Mohamad Kabbani, a former graduate student of Rice materials scientist Pulickel Ajayan and lead author of the paper, demonstrated the environmentally friendly, scalable process can be done in minutes by hand by grinding chemically modified graphene into a powder and using a hand-powered press to squeeze the powder into a solid pellet.
Kabbani previously showed how carbon nanotubes could be turned into graphene with a mortar and pestle rather than harsh chemicals. This time, he and his colleagues demonstrated how to make a battery-sized pellet, but the graphene powders with chemical functionalities attached to it can be pressed into any form. Kabbani said the material could be suitable for structural, catalytic, electrochemical and electronic applications.
Researchers at Rice University consolidated functionalized graphene at room temperature by first crushing graphene powder and then pressing it into pellets. Chemically altering the graphene powder with carbon, oxygen and hydrogen provided a way to bind the graphene into a three-dimensional solid under pressure. (Image: Ajayan Research Group/Rice University)
“This is the first time anyone’s made these at room temperature and without very high pressure,” he said. “Usually these kind of materials require sintering (a process that uses pressure or heat to form solids without melting them) at temperatures above 1,000 degrees Celsius to produce strong pellets. In this case, mechano-chemistry at the nanoscale saved us a lot of energy and money.”

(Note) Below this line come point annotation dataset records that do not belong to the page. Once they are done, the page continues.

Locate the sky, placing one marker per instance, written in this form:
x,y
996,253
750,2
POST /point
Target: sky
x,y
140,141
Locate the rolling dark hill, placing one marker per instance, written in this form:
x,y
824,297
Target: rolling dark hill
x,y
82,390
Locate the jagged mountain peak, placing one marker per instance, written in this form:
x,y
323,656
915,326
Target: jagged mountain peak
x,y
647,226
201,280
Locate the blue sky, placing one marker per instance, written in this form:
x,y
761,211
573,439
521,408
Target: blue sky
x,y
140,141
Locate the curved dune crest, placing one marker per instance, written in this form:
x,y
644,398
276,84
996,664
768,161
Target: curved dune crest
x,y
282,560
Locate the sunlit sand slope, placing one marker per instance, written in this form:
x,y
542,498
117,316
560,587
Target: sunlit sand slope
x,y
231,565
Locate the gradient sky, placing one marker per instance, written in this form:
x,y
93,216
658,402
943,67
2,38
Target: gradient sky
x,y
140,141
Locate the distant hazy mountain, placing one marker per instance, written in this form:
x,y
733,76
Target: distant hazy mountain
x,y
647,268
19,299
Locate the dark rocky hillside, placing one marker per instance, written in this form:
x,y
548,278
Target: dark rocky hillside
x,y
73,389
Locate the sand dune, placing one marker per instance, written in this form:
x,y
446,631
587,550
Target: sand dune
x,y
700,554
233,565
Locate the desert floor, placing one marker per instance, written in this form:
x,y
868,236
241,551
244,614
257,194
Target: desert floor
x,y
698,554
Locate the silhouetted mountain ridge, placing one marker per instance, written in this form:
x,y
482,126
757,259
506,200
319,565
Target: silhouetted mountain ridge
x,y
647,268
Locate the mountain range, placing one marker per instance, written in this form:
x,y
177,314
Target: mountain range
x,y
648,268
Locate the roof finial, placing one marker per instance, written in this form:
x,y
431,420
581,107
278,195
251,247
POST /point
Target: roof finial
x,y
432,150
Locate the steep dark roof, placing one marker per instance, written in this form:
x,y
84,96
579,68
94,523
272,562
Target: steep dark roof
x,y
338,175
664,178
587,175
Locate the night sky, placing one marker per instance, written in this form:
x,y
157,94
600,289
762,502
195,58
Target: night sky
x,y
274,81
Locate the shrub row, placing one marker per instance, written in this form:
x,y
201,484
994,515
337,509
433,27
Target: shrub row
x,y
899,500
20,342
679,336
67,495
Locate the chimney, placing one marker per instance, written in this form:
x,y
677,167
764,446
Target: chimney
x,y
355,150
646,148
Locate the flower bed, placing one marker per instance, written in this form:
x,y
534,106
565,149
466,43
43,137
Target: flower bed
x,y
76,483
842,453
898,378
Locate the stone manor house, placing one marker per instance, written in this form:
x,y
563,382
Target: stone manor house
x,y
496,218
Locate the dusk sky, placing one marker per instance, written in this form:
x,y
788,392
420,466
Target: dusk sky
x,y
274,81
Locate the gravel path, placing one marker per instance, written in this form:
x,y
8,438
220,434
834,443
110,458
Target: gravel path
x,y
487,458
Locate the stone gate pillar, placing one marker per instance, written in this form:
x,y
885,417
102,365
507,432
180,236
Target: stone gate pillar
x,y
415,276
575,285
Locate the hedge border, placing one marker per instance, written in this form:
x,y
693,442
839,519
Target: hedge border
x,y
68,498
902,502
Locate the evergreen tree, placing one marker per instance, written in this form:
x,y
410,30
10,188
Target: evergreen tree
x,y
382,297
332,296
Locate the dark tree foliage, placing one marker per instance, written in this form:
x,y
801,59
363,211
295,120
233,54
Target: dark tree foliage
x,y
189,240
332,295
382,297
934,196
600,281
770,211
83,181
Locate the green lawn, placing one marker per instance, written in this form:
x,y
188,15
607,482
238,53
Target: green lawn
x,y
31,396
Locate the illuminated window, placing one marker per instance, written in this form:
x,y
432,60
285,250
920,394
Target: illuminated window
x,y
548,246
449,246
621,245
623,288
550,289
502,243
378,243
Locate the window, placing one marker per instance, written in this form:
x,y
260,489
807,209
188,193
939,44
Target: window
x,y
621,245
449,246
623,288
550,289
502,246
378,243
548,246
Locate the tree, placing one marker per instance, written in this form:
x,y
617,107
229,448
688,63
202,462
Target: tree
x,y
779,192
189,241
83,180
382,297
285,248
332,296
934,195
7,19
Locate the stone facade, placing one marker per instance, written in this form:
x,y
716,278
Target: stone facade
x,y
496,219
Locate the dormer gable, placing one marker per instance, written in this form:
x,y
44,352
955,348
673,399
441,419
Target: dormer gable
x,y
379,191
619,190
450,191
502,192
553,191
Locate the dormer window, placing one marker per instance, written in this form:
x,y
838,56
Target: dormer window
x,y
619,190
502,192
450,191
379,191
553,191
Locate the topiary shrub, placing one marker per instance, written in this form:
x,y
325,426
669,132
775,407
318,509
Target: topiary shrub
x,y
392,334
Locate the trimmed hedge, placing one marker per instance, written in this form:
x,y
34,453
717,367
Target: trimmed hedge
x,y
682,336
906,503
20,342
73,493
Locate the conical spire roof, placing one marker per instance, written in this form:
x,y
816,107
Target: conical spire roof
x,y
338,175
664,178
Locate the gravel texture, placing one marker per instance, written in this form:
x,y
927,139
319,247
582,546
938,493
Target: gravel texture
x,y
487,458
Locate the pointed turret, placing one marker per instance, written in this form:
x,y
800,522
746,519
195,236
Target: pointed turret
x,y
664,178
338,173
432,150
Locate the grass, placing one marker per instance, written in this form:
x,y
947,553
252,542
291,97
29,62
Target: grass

The process began with two sets of functionalized nanotubes, one with carboxylic acid and the other with hydroxyl molecules. Once crushed to combine them either by hand or machine, they are placed in a lab-scale hydraulic press and subjected to 5 tons of pressure. The functional groups cross-linked the graphene sheets to each other, and even though no liquids were involved, they produced a tiny amount of water as a byproduct of the reaction, Kabbani said.
The pellets remained stable when placed in hot water for five hours, even when stirred; this confirmed the interlocking of the graphene sheets within, the researchers reported.
Scanning electron microscope images show graphene flakes before compression, at left, with individual flakes outlined, and well-connected graphene sheets after compression at right. Scale bar is 20 nanometers. (Image: Ajayan Research Group)
The combination of light weight, high strength and high conductivity is appealing for applications such as conducting cables and electrodes, Kabbani said. “The pellet material is stronger and lighter than commercial graphite electrodes and could be promising for electrical storage applications with high energy and power densities,” he said.